At the time of the attack, Central Nova was over 80 percent full. The Northeast Nova facility where Benedict had just transferred from wasn’t even at half capacity.


Much was made of Northeast—the “new jail” near Pictou—when it opened earlier this spring. At the time, Sean Kelly told The Coast the jail’s increased capacity would relieve some of the pressure off Central Nova. Given what happened to Benedict, the pressure still seems to be flowing in the wrong direction.


Meanwhile, Northeast Nova remains understaffed even after the “largest recruitment drive in Nova Scotia Correctional Services history.” Not enough employees were found, and the jail is still trying to hire relief workers (while also patching up roof leaks in the two-month old, $42-million facility).

These are very real, immediate problems that need addressing in how this province and the federal government both house prisoners. Currently, legal challenges are mounting against the use of solitary confinement in federal prisons, and provincial facilities aren’t immune either.

Last month, Ontario’s government launched a review on the use of solitary confinement. The move came after a public report recommending the province overhaul its treatment of female inmates with mental illnesses. From 2013 to 2014, over 6,700 federal inmates spent at least one day in solitary confinement. As we’ve previously reported, there have been over 8,500 cases of solitary confinement in Nova Scotian correctional facilities since 2010 (with some cases lasting for months).
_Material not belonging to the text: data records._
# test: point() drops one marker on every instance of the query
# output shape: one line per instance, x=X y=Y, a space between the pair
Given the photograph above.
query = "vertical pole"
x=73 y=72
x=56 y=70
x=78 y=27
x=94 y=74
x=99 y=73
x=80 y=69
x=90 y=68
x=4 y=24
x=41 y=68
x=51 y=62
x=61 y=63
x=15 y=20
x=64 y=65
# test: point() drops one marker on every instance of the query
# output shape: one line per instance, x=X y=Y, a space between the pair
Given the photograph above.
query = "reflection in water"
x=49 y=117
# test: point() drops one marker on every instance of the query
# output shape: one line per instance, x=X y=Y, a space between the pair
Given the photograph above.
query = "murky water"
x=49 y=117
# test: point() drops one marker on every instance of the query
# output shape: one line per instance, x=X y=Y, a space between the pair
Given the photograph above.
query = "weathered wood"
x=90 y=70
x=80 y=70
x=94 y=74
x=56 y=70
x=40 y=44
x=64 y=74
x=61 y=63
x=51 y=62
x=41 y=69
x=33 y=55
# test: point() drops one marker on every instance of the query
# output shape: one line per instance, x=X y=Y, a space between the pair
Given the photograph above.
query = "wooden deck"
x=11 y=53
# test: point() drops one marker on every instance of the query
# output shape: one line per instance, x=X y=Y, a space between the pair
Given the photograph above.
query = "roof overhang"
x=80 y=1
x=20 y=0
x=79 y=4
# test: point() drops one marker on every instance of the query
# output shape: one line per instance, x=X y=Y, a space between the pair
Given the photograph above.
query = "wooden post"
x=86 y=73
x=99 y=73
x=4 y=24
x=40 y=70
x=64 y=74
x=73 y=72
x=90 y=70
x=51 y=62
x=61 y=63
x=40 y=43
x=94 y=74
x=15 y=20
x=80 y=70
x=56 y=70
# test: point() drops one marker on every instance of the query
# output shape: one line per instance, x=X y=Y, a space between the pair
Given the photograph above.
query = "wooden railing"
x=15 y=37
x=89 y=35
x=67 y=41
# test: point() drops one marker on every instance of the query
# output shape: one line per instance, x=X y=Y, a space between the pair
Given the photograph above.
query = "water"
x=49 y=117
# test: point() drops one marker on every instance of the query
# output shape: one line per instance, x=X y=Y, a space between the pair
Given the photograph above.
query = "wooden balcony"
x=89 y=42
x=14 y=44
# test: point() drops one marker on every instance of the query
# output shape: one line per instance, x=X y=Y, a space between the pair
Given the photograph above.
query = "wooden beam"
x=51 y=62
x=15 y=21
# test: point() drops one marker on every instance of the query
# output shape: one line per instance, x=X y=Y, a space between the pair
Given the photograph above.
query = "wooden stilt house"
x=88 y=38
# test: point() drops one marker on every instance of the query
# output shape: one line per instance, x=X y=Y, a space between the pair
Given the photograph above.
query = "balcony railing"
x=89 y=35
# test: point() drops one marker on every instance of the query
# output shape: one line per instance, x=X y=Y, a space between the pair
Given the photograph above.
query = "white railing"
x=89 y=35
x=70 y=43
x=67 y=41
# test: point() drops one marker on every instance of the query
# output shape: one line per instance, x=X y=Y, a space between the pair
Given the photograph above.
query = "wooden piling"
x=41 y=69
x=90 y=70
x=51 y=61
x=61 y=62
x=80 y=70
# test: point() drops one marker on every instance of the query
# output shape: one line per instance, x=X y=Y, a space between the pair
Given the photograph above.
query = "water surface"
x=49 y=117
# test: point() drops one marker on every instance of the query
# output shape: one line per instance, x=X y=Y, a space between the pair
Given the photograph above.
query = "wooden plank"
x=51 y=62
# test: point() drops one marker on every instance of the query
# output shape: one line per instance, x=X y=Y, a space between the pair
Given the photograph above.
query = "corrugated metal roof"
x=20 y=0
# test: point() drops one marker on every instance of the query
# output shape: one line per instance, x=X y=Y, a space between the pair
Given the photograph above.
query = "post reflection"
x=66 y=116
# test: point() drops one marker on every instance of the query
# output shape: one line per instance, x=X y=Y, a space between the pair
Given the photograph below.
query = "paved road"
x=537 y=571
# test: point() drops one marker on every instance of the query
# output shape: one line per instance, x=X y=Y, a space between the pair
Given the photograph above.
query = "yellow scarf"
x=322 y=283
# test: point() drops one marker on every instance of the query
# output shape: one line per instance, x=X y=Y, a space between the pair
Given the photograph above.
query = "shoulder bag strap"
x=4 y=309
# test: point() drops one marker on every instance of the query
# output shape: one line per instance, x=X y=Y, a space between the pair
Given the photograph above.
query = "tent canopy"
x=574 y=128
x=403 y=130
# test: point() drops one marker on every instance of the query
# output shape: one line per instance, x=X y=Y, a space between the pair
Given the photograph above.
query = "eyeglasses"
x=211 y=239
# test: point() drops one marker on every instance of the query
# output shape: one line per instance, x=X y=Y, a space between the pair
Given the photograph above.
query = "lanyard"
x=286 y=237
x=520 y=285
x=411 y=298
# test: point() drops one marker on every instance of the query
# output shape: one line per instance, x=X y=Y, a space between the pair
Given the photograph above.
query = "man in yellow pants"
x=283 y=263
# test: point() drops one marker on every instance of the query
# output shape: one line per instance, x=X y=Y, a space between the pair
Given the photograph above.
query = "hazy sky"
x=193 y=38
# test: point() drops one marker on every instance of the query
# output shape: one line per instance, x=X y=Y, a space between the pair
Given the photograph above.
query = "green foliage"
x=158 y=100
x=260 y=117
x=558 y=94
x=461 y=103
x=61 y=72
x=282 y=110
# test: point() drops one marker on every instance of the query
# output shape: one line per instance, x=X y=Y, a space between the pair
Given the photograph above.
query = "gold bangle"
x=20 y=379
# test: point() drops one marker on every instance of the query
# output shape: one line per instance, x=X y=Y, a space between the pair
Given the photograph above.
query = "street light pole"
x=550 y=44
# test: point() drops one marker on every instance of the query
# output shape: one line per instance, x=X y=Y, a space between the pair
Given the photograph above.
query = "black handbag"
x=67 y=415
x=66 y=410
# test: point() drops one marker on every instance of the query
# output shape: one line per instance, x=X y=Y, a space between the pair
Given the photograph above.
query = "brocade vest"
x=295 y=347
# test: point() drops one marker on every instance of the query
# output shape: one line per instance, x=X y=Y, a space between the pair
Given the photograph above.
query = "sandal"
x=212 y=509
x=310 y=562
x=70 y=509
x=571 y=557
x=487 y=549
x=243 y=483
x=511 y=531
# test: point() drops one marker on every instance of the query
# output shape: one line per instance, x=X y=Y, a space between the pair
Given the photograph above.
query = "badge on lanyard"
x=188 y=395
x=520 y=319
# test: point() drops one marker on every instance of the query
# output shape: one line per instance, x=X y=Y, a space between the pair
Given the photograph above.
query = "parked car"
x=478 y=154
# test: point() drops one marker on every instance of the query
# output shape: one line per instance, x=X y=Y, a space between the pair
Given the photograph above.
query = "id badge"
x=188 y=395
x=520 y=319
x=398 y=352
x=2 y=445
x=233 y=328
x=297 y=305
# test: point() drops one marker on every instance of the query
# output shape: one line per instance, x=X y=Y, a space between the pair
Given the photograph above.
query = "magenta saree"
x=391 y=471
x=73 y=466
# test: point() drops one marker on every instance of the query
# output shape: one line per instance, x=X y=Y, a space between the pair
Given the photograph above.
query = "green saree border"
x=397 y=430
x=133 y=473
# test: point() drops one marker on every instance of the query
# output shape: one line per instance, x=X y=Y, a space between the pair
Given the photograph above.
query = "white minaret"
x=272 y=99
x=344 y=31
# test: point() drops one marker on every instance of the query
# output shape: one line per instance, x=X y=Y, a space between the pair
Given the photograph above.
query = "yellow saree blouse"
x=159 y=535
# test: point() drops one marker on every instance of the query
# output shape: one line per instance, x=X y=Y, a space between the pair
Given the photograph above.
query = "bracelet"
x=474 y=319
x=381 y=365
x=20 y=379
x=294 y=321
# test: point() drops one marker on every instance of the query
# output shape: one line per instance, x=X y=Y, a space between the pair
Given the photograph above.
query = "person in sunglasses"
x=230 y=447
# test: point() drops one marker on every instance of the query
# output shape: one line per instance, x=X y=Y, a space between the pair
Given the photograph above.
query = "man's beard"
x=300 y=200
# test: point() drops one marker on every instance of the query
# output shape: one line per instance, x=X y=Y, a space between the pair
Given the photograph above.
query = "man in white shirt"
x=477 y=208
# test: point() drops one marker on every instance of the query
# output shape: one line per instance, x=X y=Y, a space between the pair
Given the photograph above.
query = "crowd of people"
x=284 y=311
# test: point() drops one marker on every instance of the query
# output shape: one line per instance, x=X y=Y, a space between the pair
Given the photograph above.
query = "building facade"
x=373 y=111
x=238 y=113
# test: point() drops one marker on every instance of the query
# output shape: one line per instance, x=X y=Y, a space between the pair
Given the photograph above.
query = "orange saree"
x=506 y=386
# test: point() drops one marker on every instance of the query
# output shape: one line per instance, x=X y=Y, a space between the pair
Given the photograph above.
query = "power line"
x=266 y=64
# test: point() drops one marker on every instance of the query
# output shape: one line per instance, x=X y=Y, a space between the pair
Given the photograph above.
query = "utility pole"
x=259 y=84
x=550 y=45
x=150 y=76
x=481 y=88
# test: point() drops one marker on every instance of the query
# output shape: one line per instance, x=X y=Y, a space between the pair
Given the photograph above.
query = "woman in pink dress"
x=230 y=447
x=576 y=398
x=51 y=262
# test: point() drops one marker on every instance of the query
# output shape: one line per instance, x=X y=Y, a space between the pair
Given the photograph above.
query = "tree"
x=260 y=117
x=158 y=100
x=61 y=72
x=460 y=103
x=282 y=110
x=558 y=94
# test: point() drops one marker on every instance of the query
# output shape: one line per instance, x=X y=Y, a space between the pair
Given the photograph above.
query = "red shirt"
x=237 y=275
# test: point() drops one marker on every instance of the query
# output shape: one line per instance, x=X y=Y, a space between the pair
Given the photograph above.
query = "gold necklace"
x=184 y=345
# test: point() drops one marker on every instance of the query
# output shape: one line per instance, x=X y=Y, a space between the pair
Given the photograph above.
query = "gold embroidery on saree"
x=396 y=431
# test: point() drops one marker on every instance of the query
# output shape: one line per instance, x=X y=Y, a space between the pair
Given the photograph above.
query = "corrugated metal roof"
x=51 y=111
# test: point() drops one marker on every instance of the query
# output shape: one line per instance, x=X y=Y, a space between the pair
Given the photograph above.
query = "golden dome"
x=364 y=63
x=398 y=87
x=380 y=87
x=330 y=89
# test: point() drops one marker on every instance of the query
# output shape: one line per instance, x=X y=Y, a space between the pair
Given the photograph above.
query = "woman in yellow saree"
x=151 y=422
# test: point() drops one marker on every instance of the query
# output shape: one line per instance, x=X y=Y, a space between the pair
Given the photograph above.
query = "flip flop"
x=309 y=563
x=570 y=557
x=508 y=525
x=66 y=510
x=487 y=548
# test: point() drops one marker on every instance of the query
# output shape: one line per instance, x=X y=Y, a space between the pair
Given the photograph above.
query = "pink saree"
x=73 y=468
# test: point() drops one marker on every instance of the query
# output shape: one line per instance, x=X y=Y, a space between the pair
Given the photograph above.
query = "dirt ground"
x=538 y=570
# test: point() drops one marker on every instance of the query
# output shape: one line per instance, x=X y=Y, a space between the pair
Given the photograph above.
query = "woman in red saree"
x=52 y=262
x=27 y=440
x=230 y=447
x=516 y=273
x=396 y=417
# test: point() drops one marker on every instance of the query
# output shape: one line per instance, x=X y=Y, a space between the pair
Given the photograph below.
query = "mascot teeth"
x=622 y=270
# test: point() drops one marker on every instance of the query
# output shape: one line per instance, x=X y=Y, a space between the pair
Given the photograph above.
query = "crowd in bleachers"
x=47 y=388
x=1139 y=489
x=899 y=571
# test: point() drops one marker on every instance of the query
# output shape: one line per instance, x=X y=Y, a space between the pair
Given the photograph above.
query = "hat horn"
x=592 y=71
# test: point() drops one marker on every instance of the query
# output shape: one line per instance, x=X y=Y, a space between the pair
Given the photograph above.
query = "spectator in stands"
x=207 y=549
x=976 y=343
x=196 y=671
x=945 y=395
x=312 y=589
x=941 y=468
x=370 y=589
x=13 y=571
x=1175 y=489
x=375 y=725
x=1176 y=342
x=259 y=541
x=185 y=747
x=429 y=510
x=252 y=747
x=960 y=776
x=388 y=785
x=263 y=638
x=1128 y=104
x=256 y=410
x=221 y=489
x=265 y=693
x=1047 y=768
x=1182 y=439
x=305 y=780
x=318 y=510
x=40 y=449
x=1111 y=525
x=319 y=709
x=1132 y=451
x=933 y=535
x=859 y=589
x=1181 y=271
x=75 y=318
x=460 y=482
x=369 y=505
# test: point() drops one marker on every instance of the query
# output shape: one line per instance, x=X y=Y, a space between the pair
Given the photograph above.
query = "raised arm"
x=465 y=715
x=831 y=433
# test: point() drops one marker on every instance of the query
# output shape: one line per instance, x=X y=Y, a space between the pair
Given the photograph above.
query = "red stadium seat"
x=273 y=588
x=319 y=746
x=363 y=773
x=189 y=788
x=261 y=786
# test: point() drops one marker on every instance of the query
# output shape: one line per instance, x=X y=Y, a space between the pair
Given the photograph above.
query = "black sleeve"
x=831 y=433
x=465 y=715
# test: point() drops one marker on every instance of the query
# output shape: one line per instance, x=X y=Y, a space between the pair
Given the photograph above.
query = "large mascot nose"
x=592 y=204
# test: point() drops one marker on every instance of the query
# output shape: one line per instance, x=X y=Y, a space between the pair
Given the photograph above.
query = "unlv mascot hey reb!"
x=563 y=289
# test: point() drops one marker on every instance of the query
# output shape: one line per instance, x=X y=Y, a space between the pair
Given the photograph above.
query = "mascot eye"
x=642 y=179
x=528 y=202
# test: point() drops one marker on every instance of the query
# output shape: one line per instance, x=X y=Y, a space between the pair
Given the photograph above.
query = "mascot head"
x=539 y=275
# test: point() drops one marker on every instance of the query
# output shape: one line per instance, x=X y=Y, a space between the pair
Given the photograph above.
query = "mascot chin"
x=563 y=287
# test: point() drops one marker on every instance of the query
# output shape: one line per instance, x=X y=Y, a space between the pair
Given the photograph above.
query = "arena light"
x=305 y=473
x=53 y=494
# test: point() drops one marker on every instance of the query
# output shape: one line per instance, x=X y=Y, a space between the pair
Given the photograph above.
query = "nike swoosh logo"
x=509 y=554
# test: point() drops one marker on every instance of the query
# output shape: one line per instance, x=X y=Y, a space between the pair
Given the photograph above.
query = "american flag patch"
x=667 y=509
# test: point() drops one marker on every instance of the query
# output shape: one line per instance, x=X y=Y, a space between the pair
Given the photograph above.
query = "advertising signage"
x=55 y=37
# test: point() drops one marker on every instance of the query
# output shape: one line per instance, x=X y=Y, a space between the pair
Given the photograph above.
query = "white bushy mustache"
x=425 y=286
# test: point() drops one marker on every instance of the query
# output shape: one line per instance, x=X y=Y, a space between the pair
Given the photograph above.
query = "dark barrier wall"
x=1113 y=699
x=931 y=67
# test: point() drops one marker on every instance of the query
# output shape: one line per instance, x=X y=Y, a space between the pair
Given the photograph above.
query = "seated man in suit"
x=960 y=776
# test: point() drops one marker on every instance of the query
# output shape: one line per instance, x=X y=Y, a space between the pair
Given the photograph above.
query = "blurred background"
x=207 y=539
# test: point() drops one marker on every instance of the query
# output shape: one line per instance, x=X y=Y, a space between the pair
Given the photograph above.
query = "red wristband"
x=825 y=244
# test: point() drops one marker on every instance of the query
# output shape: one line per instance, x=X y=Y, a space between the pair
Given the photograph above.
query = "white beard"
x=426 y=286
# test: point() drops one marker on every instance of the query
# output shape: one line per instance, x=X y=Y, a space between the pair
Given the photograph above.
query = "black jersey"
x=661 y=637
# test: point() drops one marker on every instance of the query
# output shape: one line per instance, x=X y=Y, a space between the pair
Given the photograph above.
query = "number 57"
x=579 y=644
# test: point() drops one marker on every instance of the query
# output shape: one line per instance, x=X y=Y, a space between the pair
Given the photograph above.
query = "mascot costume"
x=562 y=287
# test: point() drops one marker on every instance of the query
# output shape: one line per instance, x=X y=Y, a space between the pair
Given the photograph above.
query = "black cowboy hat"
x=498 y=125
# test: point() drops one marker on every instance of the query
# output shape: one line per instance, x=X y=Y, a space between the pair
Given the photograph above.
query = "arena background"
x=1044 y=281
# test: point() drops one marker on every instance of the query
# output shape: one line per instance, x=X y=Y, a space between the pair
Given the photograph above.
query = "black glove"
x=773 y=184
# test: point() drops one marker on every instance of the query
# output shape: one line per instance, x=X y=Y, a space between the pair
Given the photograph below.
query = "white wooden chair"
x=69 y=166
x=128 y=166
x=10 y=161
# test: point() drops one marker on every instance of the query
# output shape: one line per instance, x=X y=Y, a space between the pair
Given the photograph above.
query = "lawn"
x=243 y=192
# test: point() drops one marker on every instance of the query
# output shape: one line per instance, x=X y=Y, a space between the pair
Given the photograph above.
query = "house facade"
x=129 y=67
Solitary confinement is torture. Extended solitary confinement is a particularly brutal form of torture. Permanent psychological damage occurs after just 15 days. Yet it remains commonplace in publicly-owned and operated institutions. As an editorial in the Globe and Mail reads, Canadian corrections is “an overburdened system that appears to be increasingly reliant on solitary confinement as an inmate-management tool of first resort. This is a situation ripe for more tragedies.”

So far, Nova Scotia’s Liberal government has refused a third-party investigation into the conditions at the Burnside jail. What’s becoming clearer every day is that until someone steps in, inmates, staff and the province’s integrity will continue to be under attack.